Tony Robbins promoting the debt myth

It is frustrating to see someone like Tony Robbins, with such a big audience, spend 20 minutes fear mongering about an imaginary problem – that of the U.S. government’s debt.

Of course Tony Robbins isn’t alone.  Everyone believes the US Government has the same kind of debt as households.  That myth is causing the entire country to be focused on the wrong problem.  And the solutions to this imaginary problem will turn the actual problem into a nightmare.   Our country has been teetering on the brink of a deflationary Depression – capital D as in the Great Depression – and only the size of the US debt and deficit has saved us so far.

As much as we all hate to hear about money being spent on food stamps, unemployment checks and medicare, that spending is saving the country from tent cities, bread lines and much worse unemployment.  That type of spending, in my opinion, isn’t nearly as bad as people believe.  I’ve heard critics cry that “trillions have been spent on the poor”.  Well, the poor are still poor, so who has the money?  The answer is that businesses, workers and savers ended up with it.  Money spent on the poor immediately gets spent by them which employs people like the local grocer, the farmer or food company who produced the food, and truck drivers and all kinds of other workers up and down the line.   Some of that money also comes back as taxes from those down the production/earning line.  Food stamps more than likely also keeps people away from crime as a source of money which saves local governments and hospitals money, not to mention the non-financial benefits of not allowing kids to starve and keeping the streets safer.  Yes, there are better ways to spend, but not spending at all would force the kind of economic disaster that Greece, Spain and other countries are living through right now.

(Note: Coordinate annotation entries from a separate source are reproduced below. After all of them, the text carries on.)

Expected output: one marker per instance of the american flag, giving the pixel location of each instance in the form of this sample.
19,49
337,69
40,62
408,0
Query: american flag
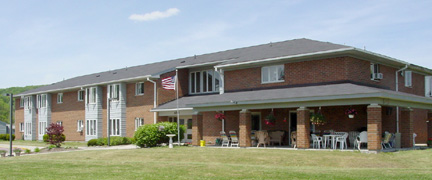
169,83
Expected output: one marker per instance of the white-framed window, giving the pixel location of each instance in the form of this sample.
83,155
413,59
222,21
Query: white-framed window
42,128
59,98
41,101
272,74
376,72
27,128
91,127
80,125
408,78
81,95
138,122
115,127
428,86
114,91
139,88
206,81
21,127
91,95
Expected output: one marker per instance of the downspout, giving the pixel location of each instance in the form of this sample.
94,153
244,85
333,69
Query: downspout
154,99
398,135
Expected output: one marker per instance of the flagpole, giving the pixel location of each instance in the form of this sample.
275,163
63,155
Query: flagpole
178,112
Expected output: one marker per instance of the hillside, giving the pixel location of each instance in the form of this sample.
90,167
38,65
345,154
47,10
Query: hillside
4,100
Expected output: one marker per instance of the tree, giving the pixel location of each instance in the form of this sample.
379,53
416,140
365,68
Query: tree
55,134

But back to Tony Robbins.  Tony, if you’re listening, let me try to explain why the US Government debt doesn’t need to be paid back, and their debt is nothing at all like your or my debt.

The simplest explanation is the government can simply print to spend.  You might counter that printing would cause inflation, but that’s another discussion.  The possibility of inflation doesn’t change the simple fact that the government can print money and therefore can always do that to pay its debts.  Households can’t do that.  They must either work to earn money, or default on their loans.  The Government NEVER has to default.

There are a number of routes I can go for a fuller explanation.  But let’s tackle the related myths.  One is that “China funds us”.  Nope, they don’t.  We do NOT borrow money from China.  China earns U.S. dollars via their trade surplus with us.  Americans send over their hard-earned money for toys and iPads.  Companies like FoxConn exchange their dollars for Yuan, and in that sense WE, the citizens, FUND THEM.  Next the Chinese government who has a printing press that spits out Yuan whenever they please (and my understanding is that they are adding as much as 17% to their money supply annually for a number of years now – and we’re afraid of 3%), so they try to figure out what to do with these green pieces of paper.  The U.S. government will not let them buy strategic things like our oil fields or oil companies, so they are left with buying golf courses, buildings, or… we let them buy U.S. Treasury bonds.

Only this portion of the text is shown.